En ce lieu Rome a vu le premier parricide ;
La suite en est à craindre, et la haine des cieux :
Sauvez-nous de sa main, et redoutez les dieux. […]


1 Chevalier romain.
2 Tolérez.
3 Roi de Rome.
4 Mariage.
5 Bonheur.
6 Acte.
7 Meurtre familial.
8 Cœur, siège de la volonté.

Pour l’étude rhétorique du texte…

Avant de lire ce commentaire de texte, assurez-vous de comprendre le vocabulaire de la rhétorique.

L’architecture rhétorique du texte

Les structures énonciatives : qui persuade qui ? De quoi ? Comment ?

Le destinataire est le roi, c’est-à-dire, par extension, l’ensemble de la communauté politique. Les apostrophes au roi en témoignent (vers 1468, 1481, 1531). Le je du locuteur (Valère) est en quelque sorte « dilué » dans le pluriel nous : les vers 1511, 1513 et 1482 (« je » / « ma ») exceptés, c’est la première personne du pluriel qui domine, ce qui permet au je de prendre une dimension plus grande : le je prend ainsi les dimensions du peuple romain. Valère est un porte-parole. On remarque par ailleurs des phrases interrogatives (1501-1506, 1520-1522) et des phrases impératives (cf. fin de l’extrait par exemple) relayées par des subjonctifs à valeur jussive (1482 par exemple).

La disposition :

  • l’exorde (1491) est construit de manière classique.
  • la captatio benevolentiae (1481-1482) : elle est destinée à attirer la sympathie, la bienveillance de l’allocutaire (celui à qui sont destinés les propos).
  • l’ethos : il montre le caractère de celui qui parle. C’est l’image que Valère donne de lui-même à travers son discours. En l’occurrence, aux vers 1483-1484, il réfute de manière anticipée ce que pourrait lui répondre le roi.
  • la thèse (1487-1488) est introduite par « mais ». Selon Valère, Horace devrait être condamné.
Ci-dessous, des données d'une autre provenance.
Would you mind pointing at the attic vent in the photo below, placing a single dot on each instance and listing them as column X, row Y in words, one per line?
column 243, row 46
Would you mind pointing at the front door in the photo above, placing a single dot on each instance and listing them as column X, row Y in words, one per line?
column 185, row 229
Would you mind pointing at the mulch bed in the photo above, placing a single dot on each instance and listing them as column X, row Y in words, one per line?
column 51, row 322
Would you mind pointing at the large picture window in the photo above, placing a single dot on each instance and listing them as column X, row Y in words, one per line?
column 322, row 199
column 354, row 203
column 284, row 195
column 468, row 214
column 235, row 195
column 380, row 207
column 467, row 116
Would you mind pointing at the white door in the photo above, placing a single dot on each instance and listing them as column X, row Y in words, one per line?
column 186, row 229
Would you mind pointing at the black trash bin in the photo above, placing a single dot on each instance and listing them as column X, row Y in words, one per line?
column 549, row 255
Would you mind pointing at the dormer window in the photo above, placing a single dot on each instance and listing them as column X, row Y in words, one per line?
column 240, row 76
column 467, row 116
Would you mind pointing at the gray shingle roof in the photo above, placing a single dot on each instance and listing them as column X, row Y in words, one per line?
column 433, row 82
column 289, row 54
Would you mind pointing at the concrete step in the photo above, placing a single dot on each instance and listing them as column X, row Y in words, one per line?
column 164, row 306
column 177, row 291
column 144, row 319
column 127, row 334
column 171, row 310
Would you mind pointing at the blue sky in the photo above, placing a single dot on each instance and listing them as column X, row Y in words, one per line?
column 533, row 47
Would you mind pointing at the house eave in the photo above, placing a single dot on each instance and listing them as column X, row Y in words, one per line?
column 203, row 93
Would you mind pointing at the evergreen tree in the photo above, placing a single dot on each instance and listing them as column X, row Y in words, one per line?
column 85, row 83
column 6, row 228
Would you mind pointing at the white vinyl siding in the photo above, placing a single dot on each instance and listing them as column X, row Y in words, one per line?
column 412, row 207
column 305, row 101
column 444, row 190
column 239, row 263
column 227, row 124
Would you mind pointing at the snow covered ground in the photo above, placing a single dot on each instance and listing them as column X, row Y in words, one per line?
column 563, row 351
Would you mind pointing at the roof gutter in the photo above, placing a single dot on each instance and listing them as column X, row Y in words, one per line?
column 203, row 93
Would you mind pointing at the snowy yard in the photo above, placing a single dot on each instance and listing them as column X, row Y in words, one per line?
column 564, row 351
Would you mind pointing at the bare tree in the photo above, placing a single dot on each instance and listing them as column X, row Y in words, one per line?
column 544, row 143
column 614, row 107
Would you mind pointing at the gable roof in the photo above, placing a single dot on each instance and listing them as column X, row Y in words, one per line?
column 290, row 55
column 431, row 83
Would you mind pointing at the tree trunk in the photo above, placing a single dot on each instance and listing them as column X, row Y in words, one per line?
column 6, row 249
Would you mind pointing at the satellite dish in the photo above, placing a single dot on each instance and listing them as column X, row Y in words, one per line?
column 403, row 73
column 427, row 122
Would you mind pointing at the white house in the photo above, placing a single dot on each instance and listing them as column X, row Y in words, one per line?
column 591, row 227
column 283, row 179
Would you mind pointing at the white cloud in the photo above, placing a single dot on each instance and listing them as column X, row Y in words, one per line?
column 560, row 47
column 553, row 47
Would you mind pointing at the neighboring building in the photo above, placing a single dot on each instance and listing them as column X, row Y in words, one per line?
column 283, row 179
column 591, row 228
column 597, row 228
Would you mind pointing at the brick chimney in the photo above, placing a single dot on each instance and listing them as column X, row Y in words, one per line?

La narration (1492-1498) : il s’agit du conflit Rome / Albe.

La confirmation :

  • Valère recourt à l’argument de la direction (Perelman, Cf. Wikipédia) ; Horace est difficilement pardonnable.
  • L’argument politique (1489-1491) : la « clémence » est la vertu des rois. Cf. épisode de la « clémence d’Auguste » dans Cinna (1642) : « […] Ô vertu sans exemple ! ô clémence, qui rend / Votre pouvoir plus juste, et mon crime plus grand ! ». Cf. aussi Sénèque, De Clementia.

Une fausse péroraison (1511-1519) : elle est fondée sur une hypotypose (1515). Au moyen du conditionnel et du vocabulaire des preuves pathétiques, Valère utilise la figure de la prétérition.

La reprise de la confirmation (1520-1530) : notions de sacrilège et de destin.

La péroraison (1531-1534) est très brève car la figure de l’hypotypose et les preuves pathétiques ont déjà été mises en œuvre.

Le lieu commun cicéronien

Le cas particulier a des conséquences générales ; c’est le salut de l’État qui est en cause (1491). On relève les mots « fureur » et « douleur » : il s’agit du vocabulaire de la tragédie latine (furor et dolor) ; la furor fait basculer Horace dans l’inhumanité. Celui-ci n’est d’ailleurs jamais nommé dans la tirade de Valère (→ synecdoques « ses mains », « un bras » et « une main »).

Quelques mots de conclusion

Les éléments de la rhétorique sont utilisés très précisément. Il faut noter que l’orateur critique le recours à l’hypotypose (« Vous verriez un beau sang, pour accuser sa rage, / D’un frère si cruel rejaillir au visage […] » → « Mais je hais ces moyens qui sentent l’artifice. »), mais c’est pour renforcer son argumentation.